Si è spento in una casa di riposo, a 100 anni e tre mesi, lasciando la moglie e i due figli di lei, Robert e Nicole. Tra le tante lettere di cordoglio anche quella del Presidente della Repubblica Carlo Azeglio Ciampi. Le sue ceneri sono tumulate dal 2002 nella cappella di famiglia presso il cimitero di Pozzuolo Umbro.

Aveva ricevuto importanti riconoscimenti quali il premio Alaovites in Marocco nel 1934 per la fisica dei neutroni, la medaglia Walcott assegnata dalla National Academy of Sciences nel 1953 per "il suo contributo alla paleontologia del Cambriano". Un importante riconoscimento postumo lo ottenne nel 2003 a Perugia dalla Chiesa Cattolica Italiana, come "Uomo di Pace".

Nel 2007 si è costituita l’associazione "Franco Rasetti" con sede a Pozzuolo Umbro, e sono stati a lui intitolati gli istituti scolastici di Castiglione del Lago, la centrale elettrica Enel di Pietrafitta in provincia di Perugia, così come un’aula del Dipartimento di Fisica dell’Università di Roma "La Sapienza". A Palazzo Moretti di Pozzuolo Umbro è stato realizzato un archivio storico, con una mostra permanente, dedicato alla sua opera.

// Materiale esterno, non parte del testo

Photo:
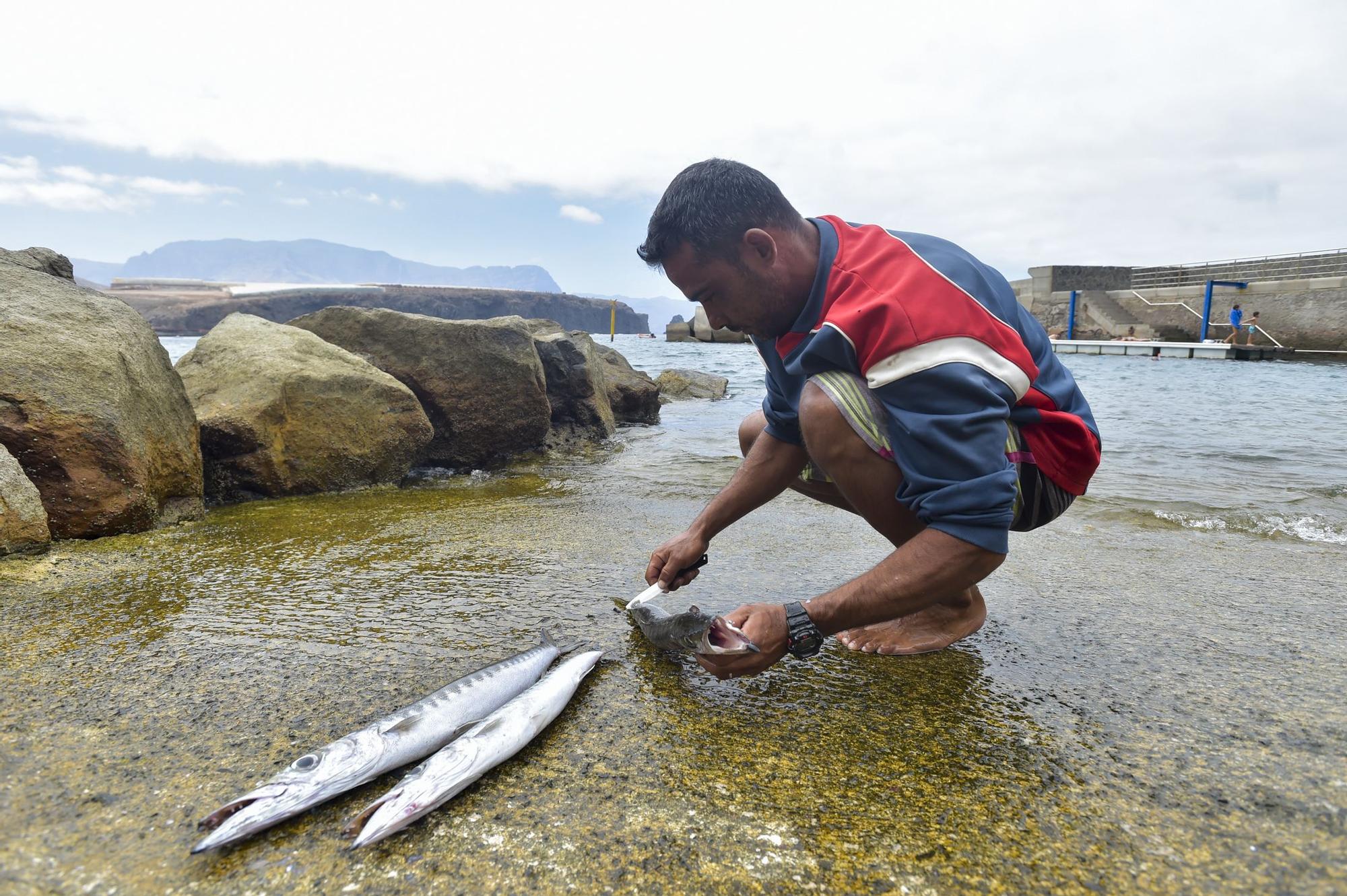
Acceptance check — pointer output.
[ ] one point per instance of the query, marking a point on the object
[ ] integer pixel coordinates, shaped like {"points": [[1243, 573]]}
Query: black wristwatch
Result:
{"points": [[803, 638]]}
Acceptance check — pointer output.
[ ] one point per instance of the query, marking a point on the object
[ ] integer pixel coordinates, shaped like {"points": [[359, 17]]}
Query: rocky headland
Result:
{"points": [[191, 311], [100, 435]]}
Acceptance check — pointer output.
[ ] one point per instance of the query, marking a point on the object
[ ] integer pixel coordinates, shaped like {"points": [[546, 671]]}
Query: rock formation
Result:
{"points": [[196, 311], [285, 413], [482, 385], [24, 522], [90, 405], [677, 384], [632, 394]]}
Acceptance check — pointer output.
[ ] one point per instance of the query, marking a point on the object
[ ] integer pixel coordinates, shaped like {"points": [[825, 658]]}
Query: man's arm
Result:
{"points": [[926, 570], [771, 466]]}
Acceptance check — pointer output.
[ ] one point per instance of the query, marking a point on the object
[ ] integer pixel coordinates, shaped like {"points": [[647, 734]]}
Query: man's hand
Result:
{"points": [[674, 555], [766, 627]]}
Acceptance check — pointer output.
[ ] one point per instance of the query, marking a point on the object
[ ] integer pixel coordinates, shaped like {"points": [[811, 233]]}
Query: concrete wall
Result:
{"points": [[1302, 314]]}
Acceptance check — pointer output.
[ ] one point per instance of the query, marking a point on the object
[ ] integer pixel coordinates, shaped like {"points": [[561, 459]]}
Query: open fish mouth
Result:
{"points": [[244, 817], [724, 637]]}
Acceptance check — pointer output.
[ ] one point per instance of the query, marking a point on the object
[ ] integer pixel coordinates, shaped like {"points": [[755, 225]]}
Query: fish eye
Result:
{"points": [[305, 763]]}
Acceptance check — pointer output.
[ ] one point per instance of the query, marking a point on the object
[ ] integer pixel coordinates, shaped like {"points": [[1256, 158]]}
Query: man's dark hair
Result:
{"points": [[709, 206]]}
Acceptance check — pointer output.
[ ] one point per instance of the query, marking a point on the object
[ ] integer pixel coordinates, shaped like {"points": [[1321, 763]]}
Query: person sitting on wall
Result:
{"points": [[1236, 316], [905, 384], [1253, 329]]}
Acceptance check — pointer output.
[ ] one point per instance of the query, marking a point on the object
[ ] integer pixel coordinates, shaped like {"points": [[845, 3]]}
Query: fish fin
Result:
{"points": [[402, 724], [491, 724]]}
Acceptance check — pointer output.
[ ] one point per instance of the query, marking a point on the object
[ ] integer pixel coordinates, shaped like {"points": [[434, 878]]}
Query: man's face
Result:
{"points": [[746, 298]]}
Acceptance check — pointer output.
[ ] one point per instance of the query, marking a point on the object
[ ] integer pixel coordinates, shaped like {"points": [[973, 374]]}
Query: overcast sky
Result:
{"points": [[544, 133]]}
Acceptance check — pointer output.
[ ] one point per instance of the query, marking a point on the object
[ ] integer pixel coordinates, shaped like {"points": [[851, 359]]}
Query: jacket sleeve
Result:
{"points": [[949, 429], [783, 420]]}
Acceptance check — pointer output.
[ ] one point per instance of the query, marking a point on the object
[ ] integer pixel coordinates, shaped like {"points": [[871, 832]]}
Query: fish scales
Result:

Sono ben consapevole che la geologia e la paleontologia non hanno l’alto rango della fisica nella gerarchia delle creazioni dell’intelletto umano. Io apprezzo il supremo valore estetico della relatività generale e della meccanica quantistica, e ammiro le menti umane che sono riuscite ad esprimere una infinità di fenomeni in poche ed eleganti equazioni matematiche. Invece, per ricostruire la storia della terra e l’evoluzione della vita, occorre un’immensa massa di osservazioni pazienti. Per me comunque, la contemplazione delle meraviglie della natura, una montagna, un fiore, un insetto, un fossile, non mi hanno dato minor piacere che ammirare le creazioni della nostra mente fisica e matematica.